Così fu fatto, immediatamente, per volontà del Sovrano, e il Regno si trasformò in un posto assai strano:
si chiusero teatri e cinema, si sbarrò perfino ogni chiesa, era lecito uscire soltanto per recarsi a fare la spesa.
Per farsi coraggio, da finestre e balconi, si cantavano, tutti insieme, inni e canzoni.
Siccome, però, tanti sono superficiali e impazienti, le violazioni dell’isolamento si fecero sempre più evidenti. Chi portava fuori il cane, chi correva nel parco, chi passeggiava in strada, infrangendo ogni varco... Insomma, nonostante la collettiva e lunga reclusione,
del contagio non si avvertiva nessuna diminuzione. Si aggirava inquieto il sovrano nella Sala del Regno:
«In un simile dramma, a cosa serve il mio impegno?»
si chiedeva, battendo sui muri i pugni e la testa. «Rivolgermi ai Tre Saggi è l’unica risorsa che resta».
Così l’indomani, convocati senza poter rifiutare, si presentarono a Corte Armillo, Farfolone e Gaspàre.
Tre vecchi dal crine bianco, incartapecoriti e claudicanti, ma avevano studiato assai e conoscevano cose importanti. Quando gli armigeri li fecero entrare, tra squilli di tromba, vedendoli il Re pensò di averli sottratti alla tomba.
«Sapete perché vi ho fatti venire da me?» chiese.
«No, ma sappiamo che vi costerà un salato rimborso spese» rispose, anche a nome degli altri, il dottor Farfolone,
che di quel bizzarro trio era il meno tontolone.
«Penso si tratti di quel nuovo virus, che non è certo morbillo» azzardò con cautela il sapiente conosciuto come Armillo. «Per tutti, notabili, preti e plebei, è difficile assai persin respirare» precisò, con saccente puntiglio, il terzo dotto, Gaspàre. Disse allora il Re: «Sono compiaciuto di tanta sapienza; posso conoscere adesso quale sia la vostra sentenza?»
Si guardarono a lungo, i saggi, concentrati e pensosi, poi muti voltarono le spalle e... buonanotte agli sposi. Lasciando il monarca, letteralmente, con un pugno di mosche, incassato il compenso se ne ripartirono, con le facce fosche.
«Mio amato sovrano, sono così tanto dispiaciuto!» cinguettò una voce di bimbo, fino ad allora rimasto muto.
Era un soldo di cacio dalle gote rosse e dai capelli castani. così piccolo e minuto che sembrava nato... l’indomani.
«Chi sei tu, ch’eri nascosto nei pressi del camino e del fuoco?» chiese il Re. «Io sono Leonardo, il figlioletto del cuoco!»

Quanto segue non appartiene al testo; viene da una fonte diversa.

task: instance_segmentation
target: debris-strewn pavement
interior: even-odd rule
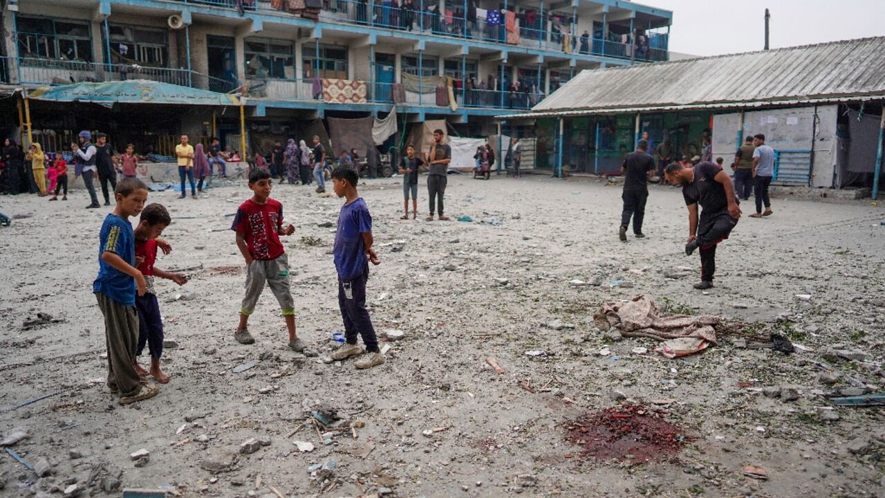
[[[450,176],[448,222],[420,221],[423,187],[417,222],[399,220],[400,179],[360,190],[382,261],[369,306],[379,334],[397,339],[383,342],[385,364],[327,362],[342,329],[331,255],[341,200],[300,186],[273,192],[297,230],[283,240],[309,346],[301,354],[286,348],[267,291],[250,323],[257,344],[233,339],[245,276],[227,229],[246,186],[198,201],[151,192],[173,219],[164,234],[173,252],[158,266],[191,282],[158,282],[173,378],[129,407],[104,385],[91,295],[107,210],[83,209],[82,189],[67,202],[0,198],[8,215],[33,214],[0,228],[0,436],[17,440],[10,447],[42,476],[0,451],[0,494],[882,493],[882,409],[827,398],[885,390],[885,213],[868,200],[775,199],[773,216],[741,220],[719,249],[717,287],[702,293],[690,286],[699,261],[682,251],[676,189],[651,187],[648,237],[626,245],[620,187]],[[473,221],[454,221],[462,215]],[[671,360],[651,339],[596,328],[604,302],[639,294],[673,312],[758,323],[758,335],[781,333],[797,351],[737,347],[741,338],[723,333]],[[621,403],[684,430],[684,440],[666,436],[681,449],[599,461],[570,441],[575,421]]]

«Sei un educato, grazioso, tenero e vezzoso ragazzo, ma come starti dietro, se sotto i piedi mi crolla il palazzo?»
«Vuoi dire che mio padre, mia madre e tutti quanti morranno?» mormorò lui, avvicinandosi, tremante, allo scranno.
Sulle gote scendevano, come gemme dorate, le lunghe scie di inarrestabili lacrime salate.
«Non piangere così, caro, è già così difficile, il giorno»
disse turbato il re, guardandosi intorno.
Avrebbe voluto almeno poter confortare quel fiore, ma non c’era rimedio alcuno, per tutto quel dolore.
Il bimbo gli corse incontro, confuso e perplesso, per consolarlo il Re avrebbe sacrificato se stesso.
Mentre lo abbracciava, stringendolo a sé, forte-forte, dimenticò persino che erano ancora aperte le porte;
fu così che a quella scena, così strana e commovente, potettero assistere armigeri, cortigiani e altra gente.
«Se servisse a salvare il contado e questa città cosmopolita, non esiterei un istante, Leonardo, a donare la mia vita»
mormorò il sovrano, spremendo a sua volta lacrime d’amore che si mescolarono a quelle innocenti del piccolo splendore. Ne scaturì una pozione magica fatta di buoni sentimenti che si rivelò assai più forte dei sortilegi più potenti:
fu così che la gran sala fu avvolta da una luce accecante e, miracolo!, gli effetti della epidemia cessarono all’istante.
Per più di un mese, nel Reame si ballò, si cantò e si fece festa, E il Mago Nero? Scomparso nel nulla, s’ignora cosa ne resta.